The bubble built the Internet. We held a lottery using Web sites as tickets. While a few lucky winners became billionaires, we as a society emerged with a functioning commercial information infrastructure. We may have endured a roller coaster ride to get it, but in the long run we accomplished something long considered impossible: we developed infrastructure with minimal governmental input. In all fairness, of course, without the government, we would have had nothing upon which to build. R&D investments in twenty-plus years of the ARPANET provided the framework for the commercial Internet. Ascribing the Internet to “pure” capital markets and entrepreneurship would be highly disingenuous. It is fair to say, though, that the government provided both a practical and a legal framework within which investors and entrepreneurs could interact. The private sector then built around it a full-fledged medium for communication and commerce. Would that we could find a comparable formula for improving our other infrastructures.

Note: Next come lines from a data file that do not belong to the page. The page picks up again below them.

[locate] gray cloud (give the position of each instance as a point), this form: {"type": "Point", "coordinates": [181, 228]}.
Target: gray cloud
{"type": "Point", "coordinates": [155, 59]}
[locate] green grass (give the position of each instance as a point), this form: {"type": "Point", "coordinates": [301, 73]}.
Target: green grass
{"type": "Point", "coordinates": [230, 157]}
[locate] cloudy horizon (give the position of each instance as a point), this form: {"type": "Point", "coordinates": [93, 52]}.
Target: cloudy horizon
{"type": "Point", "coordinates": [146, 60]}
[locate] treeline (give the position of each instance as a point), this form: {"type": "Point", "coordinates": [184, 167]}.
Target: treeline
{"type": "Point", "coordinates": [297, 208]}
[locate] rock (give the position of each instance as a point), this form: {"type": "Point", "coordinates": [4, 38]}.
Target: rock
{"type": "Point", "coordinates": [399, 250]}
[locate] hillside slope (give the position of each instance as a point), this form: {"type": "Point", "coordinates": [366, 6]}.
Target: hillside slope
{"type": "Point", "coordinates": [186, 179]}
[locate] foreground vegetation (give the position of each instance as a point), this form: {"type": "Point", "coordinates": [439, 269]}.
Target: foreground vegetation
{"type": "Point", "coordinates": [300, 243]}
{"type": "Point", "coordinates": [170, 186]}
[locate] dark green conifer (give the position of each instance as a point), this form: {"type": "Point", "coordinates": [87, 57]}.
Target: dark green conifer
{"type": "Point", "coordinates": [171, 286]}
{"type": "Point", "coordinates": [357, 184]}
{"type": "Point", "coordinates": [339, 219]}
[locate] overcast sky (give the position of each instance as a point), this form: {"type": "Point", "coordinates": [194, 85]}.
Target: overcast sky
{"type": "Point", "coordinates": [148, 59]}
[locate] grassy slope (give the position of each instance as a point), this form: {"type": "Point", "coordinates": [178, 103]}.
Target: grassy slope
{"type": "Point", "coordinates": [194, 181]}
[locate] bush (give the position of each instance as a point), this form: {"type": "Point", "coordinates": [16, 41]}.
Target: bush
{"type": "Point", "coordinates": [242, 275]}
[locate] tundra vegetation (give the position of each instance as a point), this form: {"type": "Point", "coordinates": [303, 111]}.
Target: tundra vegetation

Perhaps the most important lessons of the bubble, though, are those that take the greatest effort to extract. Thanks to the nationwide (or global) quest for Internet gold, we’ve been able to accumulate voluminous empirical data about the Internet. Every Internet venture launched during the bubble had a business model based on little more than a hunch. While entrepreneurs and venture capitalists (VCs) prided themselves on their ability to predict likely successes and failures, they turned out not to be very good at it after all. Their poor performance is hardly surprising. They made all of their decisions in an experiential vacuum. At best, they reasoned by weak analogy to other technologies that bore some cosmetic similarity to the Internet. The Internet community’s famed laissez faire attitude was a matter of practical necessity. None of them knew what they were doing because they had no reliable data on which to base their decisions.
The bubble changed all that. We’ve been privy to the inner workings of more Internet approaches to more sectors of commerce than we possibly could have imagined. We now know a lot about what works, what doesn’t—and if we’re willing to think about it, why. We’ve gained significant insights into the nature of positive feedback, the need for commitment, the challenge of maintaining customer loyalty, the value of branding, the ease of entry, and above all the importance of viable business plans outlining credible paths to profitability. The amount that we now know about e-commerce—a phenomenon still less than ten years old—is truly remarkable. Now we must apply that knowledge.
The New Channel paradigm provides the framework for that application. And perhaps the single most important key to appreciating the New Channel view of the world lies in remembering that incumbents don’t like losing their customers. As soon as they see a new entrant— Internet-based or otherwise—beginning to make inroads into their markets, they’re likely to come out fighting. This reaction always has occurred in competitive markets, and it always will. It’s simply the nature of the beast—and the essence of competition. That competition, in turn, will necessarily rest upon the infrastructure that we build for it.